In addition, the following investors should be regarded as qualified investors: charitable funds, social security funds, enterprise annuities and other social welfare funds and other pension funds; Investment plans established according to law and filed with fund industry associations; Private fund managers and their employees who invest in the private funds they manage; Other investors as stipulated by China Securities Regulatory Commission.
In addition, it should be noted that if a private equity fund is directly or indirectly invested by pooling the funds of most investors in the form of partnership, contract, etc., the private equity fund manager or private equity fund sales organization should thoroughly investigate whether the final investor can be judged as a qualified investor, and the number of investors needs to be calculated together.

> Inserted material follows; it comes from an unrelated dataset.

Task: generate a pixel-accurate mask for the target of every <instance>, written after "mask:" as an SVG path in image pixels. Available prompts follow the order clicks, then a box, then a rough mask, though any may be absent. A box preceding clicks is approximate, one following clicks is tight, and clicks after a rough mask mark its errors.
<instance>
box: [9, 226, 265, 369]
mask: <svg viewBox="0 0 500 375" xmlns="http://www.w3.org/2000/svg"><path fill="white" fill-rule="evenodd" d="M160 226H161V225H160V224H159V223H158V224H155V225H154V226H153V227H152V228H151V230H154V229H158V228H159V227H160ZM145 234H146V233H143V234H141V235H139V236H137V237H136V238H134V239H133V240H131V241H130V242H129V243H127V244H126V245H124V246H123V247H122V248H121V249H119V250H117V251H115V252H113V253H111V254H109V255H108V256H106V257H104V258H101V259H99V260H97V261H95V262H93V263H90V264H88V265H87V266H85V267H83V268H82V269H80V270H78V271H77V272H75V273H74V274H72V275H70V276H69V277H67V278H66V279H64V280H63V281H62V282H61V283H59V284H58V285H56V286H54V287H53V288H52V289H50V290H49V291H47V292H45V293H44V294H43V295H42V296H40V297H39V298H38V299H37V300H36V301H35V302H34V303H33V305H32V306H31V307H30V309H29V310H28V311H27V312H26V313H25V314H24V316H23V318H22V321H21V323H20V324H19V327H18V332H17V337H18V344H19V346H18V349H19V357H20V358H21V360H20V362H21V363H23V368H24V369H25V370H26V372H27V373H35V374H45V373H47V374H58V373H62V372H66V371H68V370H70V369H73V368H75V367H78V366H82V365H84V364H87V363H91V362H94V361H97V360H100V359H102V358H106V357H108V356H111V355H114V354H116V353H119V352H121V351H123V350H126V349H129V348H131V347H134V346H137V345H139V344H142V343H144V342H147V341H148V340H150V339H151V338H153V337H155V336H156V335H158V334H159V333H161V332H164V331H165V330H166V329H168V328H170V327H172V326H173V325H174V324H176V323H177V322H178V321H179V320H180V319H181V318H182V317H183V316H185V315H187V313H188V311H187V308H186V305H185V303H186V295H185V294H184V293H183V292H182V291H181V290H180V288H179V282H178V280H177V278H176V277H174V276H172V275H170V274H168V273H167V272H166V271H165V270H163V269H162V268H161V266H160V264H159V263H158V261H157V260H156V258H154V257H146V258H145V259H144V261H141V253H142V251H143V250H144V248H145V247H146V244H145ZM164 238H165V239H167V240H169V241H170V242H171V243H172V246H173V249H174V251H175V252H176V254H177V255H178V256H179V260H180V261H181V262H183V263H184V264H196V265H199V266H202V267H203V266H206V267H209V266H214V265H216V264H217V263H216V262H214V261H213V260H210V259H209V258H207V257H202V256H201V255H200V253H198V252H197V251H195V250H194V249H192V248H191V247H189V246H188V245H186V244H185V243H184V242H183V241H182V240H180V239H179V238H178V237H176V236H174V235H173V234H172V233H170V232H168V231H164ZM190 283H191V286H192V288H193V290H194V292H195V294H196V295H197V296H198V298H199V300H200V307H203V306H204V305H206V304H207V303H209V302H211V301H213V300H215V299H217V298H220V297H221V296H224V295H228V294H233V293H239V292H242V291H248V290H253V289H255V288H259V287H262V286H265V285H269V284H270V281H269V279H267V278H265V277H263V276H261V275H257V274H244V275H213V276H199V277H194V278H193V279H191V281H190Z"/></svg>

However, if there are investors who meet the following conditions, it is no longer necessary to check whether the final investor is a qualified investor, and calculate the number of investors in a consolidated way: social welfare funds such as charitable funds, social security funds, enterprise annuities and other pension funds.
According to the Interim Measures for the Supervision and Administration of Private Investment Funds and other laws and regulations, private investment funds should be raised from qualified investors. Moreover, the cumulative number of investors in a single private equity fund shall not exceed the specific number stipulated by the Securities Investment Fund Law and other laws. Where an investor transfers a fund share, the transferee shall be a qualified investor, and the number of investors after the transfer of the fund share shall conform to the original number. Among them, the number of private equity investors established in the form of limited liability companies or partnerships shall not exceed 50, and the number of other private equity investors shall not exceed 200.